A century ago, the idea of translating brain activity into speech through technological means was hardly imaginable. Long before scientists started conceiving techniques to this end, it was artists who first explored this uncharted territory. The literary technique known as stream of consciousness, which attempts to convey the way in which words flow as we think, reached its most refined expression in the famous Molly Bloom monologue at the end of James Joyce’s Ulysses, published in 1922.
Today, a century later, as Artificial Intelligence and Natural Language Processing techniques rapidly evolve -along with non-invasive methods to record brain activity-, the verbal content flowing in our brains is slowly sliding beyond the boundaries of art and imagination, and into the realm of science and technology.
Decoding Brain Activity
Recently, Meta has publicly shared some of the steps that are being given by its researchers toward this goal. Pointing toward a future in which the decoding of brain activity into speech can benefit many people, they used non-invasive techniques for recording brain activity known as electroencephalography and magnetoencephalography. As opposed to more traditional, deeply invasive brain-recording techniques such as stereotactic electroencephalography and electrocorticography, these methods are less risky and do not require neurosurgical interventions, which means they are far more scalable in the long run.
But in order to aid in the goal of Meta’s project, they had to be combined with Artificial Intelligence models based on Machine Learning and Natural Language Processing that can decode these non-invasive recordings.
First, researchers developed a deep learning model trained with contrastive learning. And what exactly is contrastive learning? This concept is used in Natural Language Processing to describe a technique that is used to teach a model how to identify the general features of a dataset by contrasting pairs of data points and determining which are similar and which are different.
In this case, they leveraged, on the one side, non-invasive technologies that can measure the fluctuations of electric and magnetic fields elicited by neuronal activity by taking approximately 1,000 snapshots of macroscopic brain activity every second. Since these recordings vary extensively across individuals according to a series of conditions, they need to be input into a “brain model”, which allows for the realigning of brain signals on a template brain.
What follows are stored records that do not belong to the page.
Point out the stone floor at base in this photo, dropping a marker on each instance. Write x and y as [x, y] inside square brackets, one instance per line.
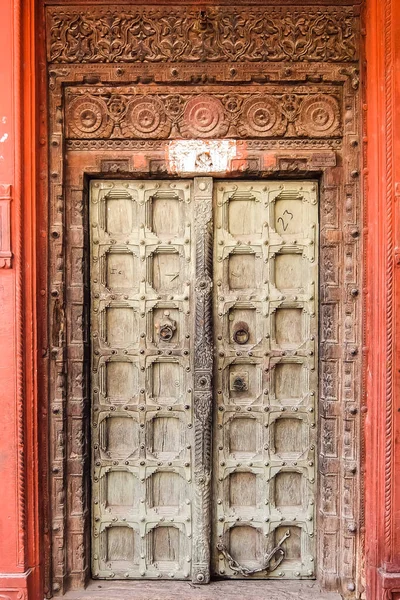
[217, 590]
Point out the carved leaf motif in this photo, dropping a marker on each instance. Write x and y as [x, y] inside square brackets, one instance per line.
[229, 34]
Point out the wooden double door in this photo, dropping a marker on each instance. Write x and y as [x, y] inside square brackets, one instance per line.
[204, 359]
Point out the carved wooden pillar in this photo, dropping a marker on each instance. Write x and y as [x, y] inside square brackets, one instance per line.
[203, 368]
[382, 438]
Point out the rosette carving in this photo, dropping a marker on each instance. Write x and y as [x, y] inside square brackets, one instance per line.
[87, 117]
[319, 117]
[204, 117]
[261, 116]
[146, 118]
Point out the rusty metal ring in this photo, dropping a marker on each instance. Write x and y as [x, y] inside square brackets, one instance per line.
[166, 333]
[241, 336]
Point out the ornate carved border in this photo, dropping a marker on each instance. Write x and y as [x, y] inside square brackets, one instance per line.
[175, 35]
[335, 160]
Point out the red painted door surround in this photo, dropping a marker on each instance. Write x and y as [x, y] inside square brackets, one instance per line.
[23, 300]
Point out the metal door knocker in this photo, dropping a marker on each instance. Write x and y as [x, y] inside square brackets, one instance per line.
[241, 332]
[239, 382]
[166, 328]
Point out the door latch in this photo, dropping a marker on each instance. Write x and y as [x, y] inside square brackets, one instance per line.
[166, 328]
[241, 332]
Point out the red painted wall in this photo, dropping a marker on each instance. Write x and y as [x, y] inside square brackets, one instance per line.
[23, 294]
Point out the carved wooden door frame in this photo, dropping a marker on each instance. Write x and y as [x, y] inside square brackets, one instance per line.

On the other side, researchers had a large pool of speech sounds taken from the readings of audiobooks that were being listened to by subjects as their brain activity was being measured. The deep learning model was finally used to align those non-invasive brain recordings with the speech sounds. The system was able to determine, with a certain degree of precision, which of the audio clips was being heard by subjects. From there, it can deduce the exact words a subject most likely heard.
Thoughts into Speech – (From Speech Perception to Speech Production)
Of course, this is only a step toward a bigger goal. After this, Meta researchers plan on extending the model to directly decode speech from brain activity, without the need for a pool of audio clips. The final step is to go from decoding speech perception to producing speech from mere brain signals.
The most urgent use of this type of technology is pointed toward patients that have suffered a traumatic brain injury and are unable to communicate through any means. But as time goes by and it becomes more widely available, the capacity to translate brain activity into speech could have a very wide influence on our societies and our culture.